“Bones” by Jon Michaud
--page 5

         Imelda brought out his coffee and my soup, which gave me a chance to collect myself.
         “Papi, why?" I said.”
         He poured some salt on his hand, licked it and then took a sip of coffee.
         “She said she was dying.”
         “Who?”
         “Dolores. She said she had cancer. Said she would be dead in a year and she wanted me for that year. She had to stop working. What could I do?” He shrugged, with his palms up. “Hector is my son.”
         “Edgardo is your son,” I said. “I am your daughter.”
         “I know that,” he said. “I’m sorry, mija.”
         “How old is Dolores?” I asked, afraid that she might be just a few years older than me. To my relief he said, “Thirty-one.”
         I ate some soup and thought about this. Papi sipped his coffee.

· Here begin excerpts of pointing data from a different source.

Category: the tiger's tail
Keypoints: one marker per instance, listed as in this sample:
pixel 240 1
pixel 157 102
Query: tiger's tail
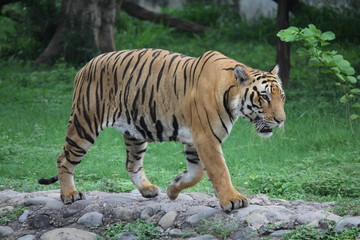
pixel 48 181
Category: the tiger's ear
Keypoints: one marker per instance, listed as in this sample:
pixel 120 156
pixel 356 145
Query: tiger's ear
pixel 240 74
pixel 275 70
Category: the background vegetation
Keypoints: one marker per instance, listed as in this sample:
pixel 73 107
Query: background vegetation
pixel 314 157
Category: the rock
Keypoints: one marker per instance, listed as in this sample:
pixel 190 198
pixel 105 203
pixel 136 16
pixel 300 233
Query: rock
pixel 27 237
pixel 199 213
pixel 91 219
pixel 6 209
pixel 4 198
pixel 311 216
pixel 242 213
pixel 5 231
pixel 147 213
pixel 245 233
pixel 203 237
pixel 24 216
pixel 127 236
pixel 41 221
pixel 122 213
pixel 168 219
pixel 68 234
pixel 176 233
pixel 48 203
pixel 279 233
pixel 347 223
pixel 119 200
pixel 256 220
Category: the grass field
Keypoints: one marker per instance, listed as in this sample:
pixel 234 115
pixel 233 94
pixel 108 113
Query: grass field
pixel 314 157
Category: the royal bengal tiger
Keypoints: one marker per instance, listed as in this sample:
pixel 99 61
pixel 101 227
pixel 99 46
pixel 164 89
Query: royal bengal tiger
pixel 153 95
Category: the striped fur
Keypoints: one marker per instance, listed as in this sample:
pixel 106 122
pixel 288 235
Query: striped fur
pixel 153 95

         “She wasn’t sick, was she?”
         “No,” he said. “She just made herself sick when I was there so I wouldn’t go. She is a wicked woman.” He paused. “I want to leave her now, mija. I want to go back to my family. Do you think your Mami would take me back?”
         I was stunned. He couldn’t be serious. I felt triumph and despair and kept spooning up my soup while I tried to figure out what to say. Imelda brought my rice and ribs. Papi had to be lying. He wanted something, or maybe this was his cockeyed way of letting me know that he regretted what he’d done.

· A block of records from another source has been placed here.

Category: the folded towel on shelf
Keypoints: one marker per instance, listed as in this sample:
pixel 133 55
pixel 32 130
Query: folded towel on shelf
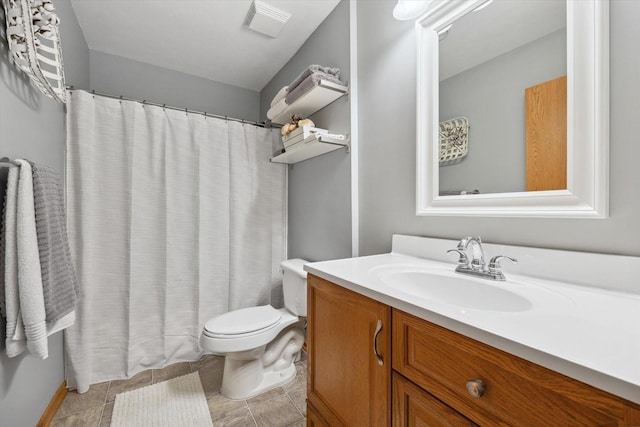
pixel 282 93
pixel 29 274
pixel 59 280
pixel 458 192
pixel 309 83
pixel 334 72
pixel 12 291
pixel 277 109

         “Mami hasn’t been with another man since you left,” I lied. “She talks about you all the time.”
         “Ay, pobrecita,” he said. “It hurts me to hear that.”

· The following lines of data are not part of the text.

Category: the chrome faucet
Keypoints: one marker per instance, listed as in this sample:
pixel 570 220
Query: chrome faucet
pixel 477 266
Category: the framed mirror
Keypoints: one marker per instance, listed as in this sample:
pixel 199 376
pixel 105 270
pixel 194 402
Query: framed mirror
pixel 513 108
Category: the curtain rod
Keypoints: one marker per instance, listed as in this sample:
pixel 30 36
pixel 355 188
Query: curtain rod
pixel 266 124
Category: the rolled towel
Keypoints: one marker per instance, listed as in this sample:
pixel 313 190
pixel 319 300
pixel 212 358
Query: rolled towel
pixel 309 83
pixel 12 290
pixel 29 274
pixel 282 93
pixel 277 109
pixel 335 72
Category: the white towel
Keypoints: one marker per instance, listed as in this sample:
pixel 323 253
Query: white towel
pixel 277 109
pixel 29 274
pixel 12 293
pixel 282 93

         “I think she would take you back. I mean, I’d have to talk to her first.”
         “O.K. Maria,” he said, smiling like he had the day before. “We are partners.” He put out his hand and I shook it. “You talk to your mother and tell me what she says. We’ll meet here next week.”
         He stood up and put a twenty on the table.
         “Where are you going?” I asked.
         “Work, Mija, work. I’m on duty. My dispatcher will kill me if he doesn’t hear from me soon.” He kissed me and left. There was salt on my fingers from shaking his hand.

~

         Mami knew something was up, but she thought it was a boy who’d gotten under my skin. If she only knew which boy! She kept asking me if I was all right. I felt paralyzed. I should have told her. I should have told Bones. I knew it wasn’t right, but if Papi was going to come back into our lives, I wanted to keep him to myself for just a little longer, before he forgot about me completely and gave his attentions to my brother. I feigned illness, tiredness, boredom, keeping to my room.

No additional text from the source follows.